2. The Carlyle Group (aum: $58 b):

The Carlyle Group is an American multinational private equity, alternative asset management, and financial services corporation. 

  • Corporate Private Equity: This involves investing in LBOs and growth capital transactions through a range of geographically focused investment funds;
  • Real assets: Where, investments are made in real estate, infrastructure and energy, and renewable resources;
  • Global credit: Under this, investments are made in distressed & special situations, direct lending, energy credit, loans & structured credit and opportunistic credit; and
  • Investment solutions: This involves investments in PE and real estate fund of funds, co-investment, and secondaries.

3. KKR & Co. INC. (AUM: $78 B):

KKR & Co. Inc. is an American global investment company that manages multiple alternative asset classes, including private equity, energy, infrastructure, real estate, credit, and, through its strategic partners, hedge funds. The association’s methodology is to look for foundation speculations with restricted drawback hazards. They look to drive esteem creation through unmistakable sourcing, profound operational commitment, and dynamic stakeholder management. The firm accepts that this methodology prompts esteem added returns for their financial investors. 

Conclusion

As per Business Standard, PE/VC investments have declined in January 2021 amounting to a 35% drop from $2.5 million to $1.6 million. In January 2019, there were five (05) larger deals worth approximately $1.4 billion and twelve (12) larger deals worth $6 billion in December 2020, however, this ratio declined in  January 2021, where the deals were recorded worth approximately $680 million. The biggest deal in 2021 was in January when a group of investors such as Tencent, Lightspeed, Altimeter Capital invested around $280 million in Udaan.com, which is India’s largest B2B platform for business and shop owners. This was followed by Tiger Global, Steadview, and Fidelity, etc. investment in Zomato worth $250 million. According to Vivek Soni, who is a partner and national leader of PE services at EY, the e-commerce platform has been emerging as the top priority investment sector with $689 million, thereby, amounting to 43% of all investments of January 2021. 

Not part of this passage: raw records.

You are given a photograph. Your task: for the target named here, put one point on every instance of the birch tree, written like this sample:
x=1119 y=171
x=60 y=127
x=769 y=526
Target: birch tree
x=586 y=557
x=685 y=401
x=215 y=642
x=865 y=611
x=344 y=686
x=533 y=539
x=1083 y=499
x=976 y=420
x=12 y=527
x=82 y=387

The PE firms are booming and they are improving their investment strategies for some high-quality transactions. It is fascinating to see that the investment strategies followed by some renewable PE firms can lead to big impacts in every sector worldwide. Therefore, the PE investors need to know the above-mentioned strategies in-depth.

The above PE investment strategies provided by the researcher do not in any way provide any legal advice. The strategies are purely based on the research work done by the researcher.